Obama sees progress in Egypt political talks
WASHINGTON (Reuters) - Talks to resolve Egypt's crisis are making progress, President Barack Obama said on Monday, despite few concrete advances between President Hosni Mubarak's government and protesters demanding his immediate ouster.
Washington has thrown its support behind a transition effort launched by Mubarak's hand-picked vice president, Omar Suleiman, urging all sides to allow time for an "orderly transition" to a new political order in Egypt, for decades a strategic U.S. ally.
"Obviously, Egypt has to negotiate a path and they're making progress," Obama told reporters while returning to the White House after a speech to a business group.
State Department spokesman P.J. Crowley acknowledged there were doubts in Egypt and elsewhere about the credibility of the process and fears it could simply rubber-stamp a transition to another authoritarian administration.
"Our advice would be: test the seriousness of the government and those who are participating to see if it can deliver," Crowley told a news briefing.
But he said the United States remains concerned the current process is not broad-based enough.
Mubarak, 82, has refused calls to end his 30-year presidency before elections in September, saying his resignation would cause chaos. The Obama administration has warned that attempts to force immediate change could require elections before the opposition is ready.
Crowley said it was unlikely satisfactory polls could take place within the 60-day period required by Egypt's constitution in the event the president steps down.
"That would be a challenging undertaking," he said.
U.S. 'DOESN'T PICK LEADERS'
The cautious U.S. approach comes as Washington's planners try to assess the impact of Egypt's crisis on Arab allies, some already facing similar unrest, and on Israel.
Egypt was the first Arab country to sign a peace deal with Israel and commands an important strategic position as the guardian of the Suez Canal and the Suez-Mediterranean oil pipeline, both important energy conduits for the West.

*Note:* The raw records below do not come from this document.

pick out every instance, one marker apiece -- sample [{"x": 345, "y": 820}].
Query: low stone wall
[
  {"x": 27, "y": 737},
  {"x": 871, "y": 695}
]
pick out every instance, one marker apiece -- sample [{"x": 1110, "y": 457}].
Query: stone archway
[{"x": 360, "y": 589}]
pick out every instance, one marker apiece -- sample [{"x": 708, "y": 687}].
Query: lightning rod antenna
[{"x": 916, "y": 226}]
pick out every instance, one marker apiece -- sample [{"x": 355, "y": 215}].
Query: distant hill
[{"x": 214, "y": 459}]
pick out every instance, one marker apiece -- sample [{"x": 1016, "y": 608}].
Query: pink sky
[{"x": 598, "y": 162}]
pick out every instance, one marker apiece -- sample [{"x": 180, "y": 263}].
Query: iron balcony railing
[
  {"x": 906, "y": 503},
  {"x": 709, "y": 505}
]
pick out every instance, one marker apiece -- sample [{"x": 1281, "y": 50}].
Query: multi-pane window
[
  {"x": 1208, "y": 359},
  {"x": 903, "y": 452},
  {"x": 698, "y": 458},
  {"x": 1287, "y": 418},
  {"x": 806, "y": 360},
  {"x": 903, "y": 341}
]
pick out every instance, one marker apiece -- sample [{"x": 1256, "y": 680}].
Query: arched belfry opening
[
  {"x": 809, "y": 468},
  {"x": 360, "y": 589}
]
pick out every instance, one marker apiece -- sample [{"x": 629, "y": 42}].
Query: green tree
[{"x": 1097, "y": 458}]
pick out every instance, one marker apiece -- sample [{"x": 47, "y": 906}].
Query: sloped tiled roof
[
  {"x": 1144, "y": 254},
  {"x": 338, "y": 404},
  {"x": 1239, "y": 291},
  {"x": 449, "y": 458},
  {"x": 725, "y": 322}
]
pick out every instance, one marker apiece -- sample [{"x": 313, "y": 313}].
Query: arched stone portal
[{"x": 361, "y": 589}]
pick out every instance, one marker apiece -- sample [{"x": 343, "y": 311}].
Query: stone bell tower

U.S. Secretary of State Hillary Clinton said on Sunday the Egyptian turmoil should not impede U.S.-led efforts to relaunch direct Israeli-Palestinian peace talks, but Israeli officials have expressed concern that any successor government in Egypt may follow a radical Islamist line.
Egyptian opposition groups, including the banned Muslim Brotherhood, held talks with government representatives on Sunday but emerged saying their core demand for Mubarak's immediate exit had not been resolved.
The United States has been cool to the prospect of participation by the Brotherhood, Egypt's most influential Islamist group whose main foreign ally is the Palestinian Hamas movement -- which both the United States and the European Union regard as a terrorist organization.
The White House on Monday expressed concern about the Brotherhood's "anti-American rhetoric," echoing comments by Obama in a television interview on Sunday. But it stopped short of saying the United States would be against the Brotherhood taking a role in any future Egyptian government.
"The United States doesn't pick leaders of other countries," White House spokesman Robert Gibbs told reporters, saying the key requirement was that participants adhere to the rule of law, respect the constitution and renounce violence.
The Obama administration has not openly called on Mubarak to step aside but sent former diplomat Frank Wisner to Cairo last week to deliver a "blunt, candid" message to the Egyptian leader.
The State Department said on Monday it was aware Wisner, a former U.S. ambassador to Egypt, was employed by a Washington lobbying firm with ties to Mubarak's government but did not believe this dented his credibility.
"We felt he was uniquely positioned to have the kind of conversation that needed to be done in Egypt," Crowley said.